Thursday, 12 December 2002

Appropriation Bill, 2002 [Certified Money Bill]: Second and Subsequent Stages.

 

Jim Higgins (Fine Gael)

I welcome the Minister of State. The convention is that the Appropriation Bill is nodded through the Dáil and debated in the Seanad, but a debate is needed this year more than ever on the state of the public finances and the expenditure of public funds over the past 12 months. That is the reason I am glad we have a brief opportunity to debate the legislation. It should have been entitled the Misappropriation Bill, 2002, because the economic performance of the Government and its predecessor is ample testimony to the misappropriation of public funds in recent years.

Last year's Bill appropriated a sum of £25,855,285,000 and while this year's will appropriate €29,341,108,000. This represents a whopping increase of €3,486 million or 5% on last year's figure. Last year in his Budget Statement the Minister for Finance, Deputy McCreevy, acknowledged that current spending during his terms of office had increased by 79%. What an admission from a Minister who on taking office stated there would be a rigid cap on public expenditure, an increase of not more than 2% above inflation, yet after five years expenditure had increased by 79%.

Instead of acknowledging that his target was not valid, the Minister made absolutely no apology for the massive escalation in the expenditure of public finances and, instead of putting on the brakes, he indulged in a reckless spending spree, squandering a €4.8 billion surplus and plunging us into deficit budgeting, like the old days. However, 2001 was an election year and it was a case of power at all costs, irrespective of what damage would be done to the public finances.

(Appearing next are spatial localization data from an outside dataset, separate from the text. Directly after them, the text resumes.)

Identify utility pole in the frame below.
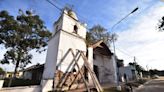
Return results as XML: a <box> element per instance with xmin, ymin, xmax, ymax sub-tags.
<box><xmin>134</xmin><ymin>56</ymin><xmax>136</xmax><ymax>62</ymax></box>
<box><xmin>134</xmin><ymin>56</ymin><xmax>137</xmax><ymax>65</ymax></box>
<box><xmin>111</xmin><ymin>7</ymin><xmax>139</xmax><ymax>91</ymax></box>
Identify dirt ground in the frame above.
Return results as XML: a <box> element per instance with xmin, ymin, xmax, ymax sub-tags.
<box><xmin>134</xmin><ymin>76</ymin><xmax>164</xmax><ymax>92</ymax></box>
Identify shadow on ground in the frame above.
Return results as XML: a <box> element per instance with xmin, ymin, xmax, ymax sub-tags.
<box><xmin>135</xmin><ymin>78</ymin><xmax>164</xmax><ymax>92</ymax></box>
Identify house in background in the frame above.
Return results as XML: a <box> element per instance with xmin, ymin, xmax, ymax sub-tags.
<box><xmin>19</xmin><ymin>40</ymin><xmax>118</xmax><ymax>85</ymax></box>
<box><xmin>5</xmin><ymin>71</ymin><xmax>23</xmax><ymax>78</ymax></box>
<box><xmin>119</xmin><ymin>65</ymin><xmax>138</xmax><ymax>82</ymax></box>
<box><xmin>89</xmin><ymin>40</ymin><xmax>117</xmax><ymax>84</ymax></box>
<box><xmin>0</xmin><ymin>71</ymin><xmax>5</xmax><ymax>79</ymax></box>
<box><xmin>5</xmin><ymin>64</ymin><xmax>43</xmax><ymax>81</ymax></box>
<box><xmin>22</xmin><ymin>64</ymin><xmax>44</xmax><ymax>81</ymax></box>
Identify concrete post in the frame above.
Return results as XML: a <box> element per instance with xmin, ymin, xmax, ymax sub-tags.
<box><xmin>87</xmin><ymin>47</ymin><xmax>94</xmax><ymax>85</ymax></box>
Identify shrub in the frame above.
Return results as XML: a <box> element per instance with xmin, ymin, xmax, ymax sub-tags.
<box><xmin>3</xmin><ymin>78</ymin><xmax>40</xmax><ymax>87</ymax></box>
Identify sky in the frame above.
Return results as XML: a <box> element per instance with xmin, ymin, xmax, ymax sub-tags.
<box><xmin>0</xmin><ymin>0</ymin><xmax>164</xmax><ymax>71</ymax></box>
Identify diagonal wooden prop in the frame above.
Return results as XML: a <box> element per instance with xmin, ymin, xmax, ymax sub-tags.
<box><xmin>54</xmin><ymin>48</ymin><xmax>103</xmax><ymax>92</ymax></box>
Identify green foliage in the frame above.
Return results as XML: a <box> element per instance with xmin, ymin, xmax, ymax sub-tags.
<box><xmin>117</xmin><ymin>59</ymin><xmax>124</xmax><ymax>68</ymax></box>
<box><xmin>0</xmin><ymin>67</ymin><xmax>5</xmax><ymax>74</ymax></box>
<box><xmin>158</xmin><ymin>16</ymin><xmax>164</xmax><ymax>31</ymax></box>
<box><xmin>149</xmin><ymin>69</ymin><xmax>158</xmax><ymax>76</ymax></box>
<box><xmin>0</xmin><ymin>10</ymin><xmax>51</xmax><ymax>76</ymax></box>
<box><xmin>129</xmin><ymin>62</ymin><xmax>145</xmax><ymax>74</ymax></box>
<box><xmin>3</xmin><ymin>78</ymin><xmax>40</xmax><ymax>87</ymax></box>
<box><xmin>86</xmin><ymin>24</ymin><xmax>116</xmax><ymax>46</ymax></box>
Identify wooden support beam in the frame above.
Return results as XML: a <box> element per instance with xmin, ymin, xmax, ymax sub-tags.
<box><xmin>68</xmin><ymin>65</ymin><xmax>85</xmax><ymax>90</ymax></box>
<box><xmin>80</xmin><ymin>52</ymin><xmax>103</xmax><ymax>92</ymax></box>
<box><xmin>57</xmin><ymin>51</ymin><xmax>80</xmax><ymax>88</ymax></box>
<box><xmin>73</xmin><ymin>61</ymin><xmax>90</xmax><ymax>92</ymax></box>
<box><xmin>59</xmin><ymin>52</ymin><xmax>81</xmax><ymax>89</ymax></box>
<box><xmin>56</xmin><ymin>48</ymin><xmax>72</xmax><ymax>68</ymax></box>
<box><xmin>54</xmin><ymin>49</ymin><xmax>103</xmax><ymax>92</ymax></box>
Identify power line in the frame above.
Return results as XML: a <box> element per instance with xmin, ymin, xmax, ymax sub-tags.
<box><xmin>115</xmin><ymin>47</ymin><xmax>134</xmax><ymax>58</ymax></box>
<box><xmin>47</xmin><ymin>0</ymin><xmax>136</xmax><ymax>59</ymax></box>
<box><xmin>46</xmin><ymin>0</ymin><xmax>92</xmax><ymax>29</ymax></box>
<box><xmin>115</xmin><ymin>47</ymin><xmax>142</xmax><ymax>62</ymax></box>
<box><xmin>46</xmin><ymin>0</ymin><xmax>62</xmax><ymax>11</ymax></box>
<box><xmin>46</xmin><ymin>0</ymin><xmax>142</xmax><ymax>63</ymax></box>
<box><xmin>116</xmin><ymin>47</ymin><xmax>145</xmax><ymax>65</ymax></box>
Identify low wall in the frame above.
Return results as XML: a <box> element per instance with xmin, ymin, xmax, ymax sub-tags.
<box><xmin>0</xmin><ymin>85</ymin><xmax>41</xmax><ymax>92</ymax></box>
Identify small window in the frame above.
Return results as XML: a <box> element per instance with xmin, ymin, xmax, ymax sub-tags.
<box><xmin>73</xmin><ymin>25</ymin><xmax>78</xmax><ymax>34</ymax></box>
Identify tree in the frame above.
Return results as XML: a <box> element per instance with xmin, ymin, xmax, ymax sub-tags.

This was done by a Minister who earned universal praise in the late 1970s and early 1980s for courageously standing up to the then Taoiseach, Charles Haughey, following his famous belt tightening television address to the nation in which he preached the need for fiscal rectitude and so on. Mr. Haughey was taken on by the Minister, then a Government backbencher, and told this could not happen. He won universal praise but what a shameless capitulation and betrayal by the Minister who set out his stall last week as a pioneer of fiscal rectitude.